I see in my kids a very interesting case study in gender identity. Laylee, the ever dainty one, who cries if a droplet of water enters a 3 inch radius around either eye and begs for a towel. Who demands a napkin at the beginning of each meal and uses it after every bite, also pointing out when I have a stray crumb of food on my face. “MOMMY! Please wipe that OFF!” How embarrassing!
Magoo is the manliest of men. He is all physical and quite acrobatic in his movements. He crawls along smoothly, going over rather than around any items in his path – be they toys, furniture, steps or fallen comrades (read this: Mom laying in a drooling face-plant in the middle of the living room floor at the end of the day).

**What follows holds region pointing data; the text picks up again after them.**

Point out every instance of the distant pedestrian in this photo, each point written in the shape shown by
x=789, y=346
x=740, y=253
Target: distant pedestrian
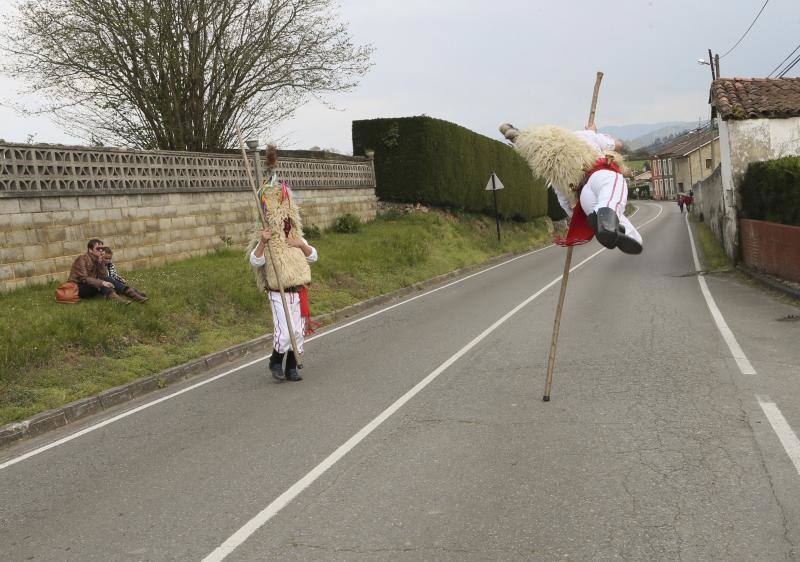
x=121, y=284
x=89, y=272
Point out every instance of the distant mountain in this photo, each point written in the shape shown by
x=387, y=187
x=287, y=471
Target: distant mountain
x=641, y=135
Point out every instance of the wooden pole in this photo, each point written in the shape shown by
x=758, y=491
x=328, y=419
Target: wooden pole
x=551, y=359
x=278, y=276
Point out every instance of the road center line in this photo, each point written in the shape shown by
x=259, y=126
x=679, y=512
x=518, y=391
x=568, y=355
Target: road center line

Earlier today I was watching him charge over a small children’s couch and I told my friend, “He looks like that space thing, the module…the Mars Rover thing, just bouncing over things and adjusting and overtaking everything in his path.” He has no fear of injury.

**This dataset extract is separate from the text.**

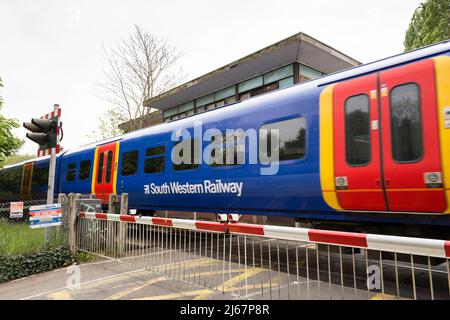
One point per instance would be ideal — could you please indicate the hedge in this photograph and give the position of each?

Tonight some friends had us over for dinner and were watching him go and the husband said, “he’s like that lunar….module…thing.”
“The Mars Rover?” I piped in.
Yep. We all agree. That’s our little buddy. Sheesh! He’s crazy. In the past I’ve referred to him as a psycho-bot, but I think Mars-Rover is more appropriate.

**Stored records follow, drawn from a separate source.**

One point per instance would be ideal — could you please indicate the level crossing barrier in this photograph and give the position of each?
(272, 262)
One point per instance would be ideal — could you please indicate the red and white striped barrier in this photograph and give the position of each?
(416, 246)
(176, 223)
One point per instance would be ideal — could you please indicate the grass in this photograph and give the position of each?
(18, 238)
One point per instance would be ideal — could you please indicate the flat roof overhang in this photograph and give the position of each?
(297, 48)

Laylee, on the other hand, keeps getting more and more girly. In my recent book club book, we learned about the differences in the way men and women communicate with each other. While men will seek to find a solution to a problem that’s presented to them in conversation, women are more likely to identify with the speaker and try to share a similar personal experience to make the speaker feel better about herself.
I thought this was something learned over time. Not so, my friends.
I was standing in the kitchen the other day when, for no apparent reason, I inhaled my own spit and went into purple-faced convulsions. I gasped for breath and grabbed for the counter to steady myself. I thought I was dying as one does when one inhales one’s own spit for no apparent reason. I’m sure you’ve done it yourself and, if you’re a woman, you’d tell me about that experience and we’d all be comforted and feel the love.
Laylee asked, “Are you sick?”
Laylee: Are you okay?
Me: Yes. I’m (gasp) fine. (yorkle-snorkle-gasp) I just have a (gurgle-dy-gasp) a silly cough. (balgerloojie-hack)
Laylee (very seriously): It’s okay Mommy. I had a really silly cough sometimes too.
I did not make that up. As soon as I could catch my breath, I called Dan and said “HA! It’s innate. We ALL do it.”
Boys, on the other hand, are whirling-churning-psycho-bot-Mars-rovers-of-destruction. But we like them. And instead of comforting you with stories of their own near-death experiences while you asphyxiate yourself, they may actually get you a glass of water.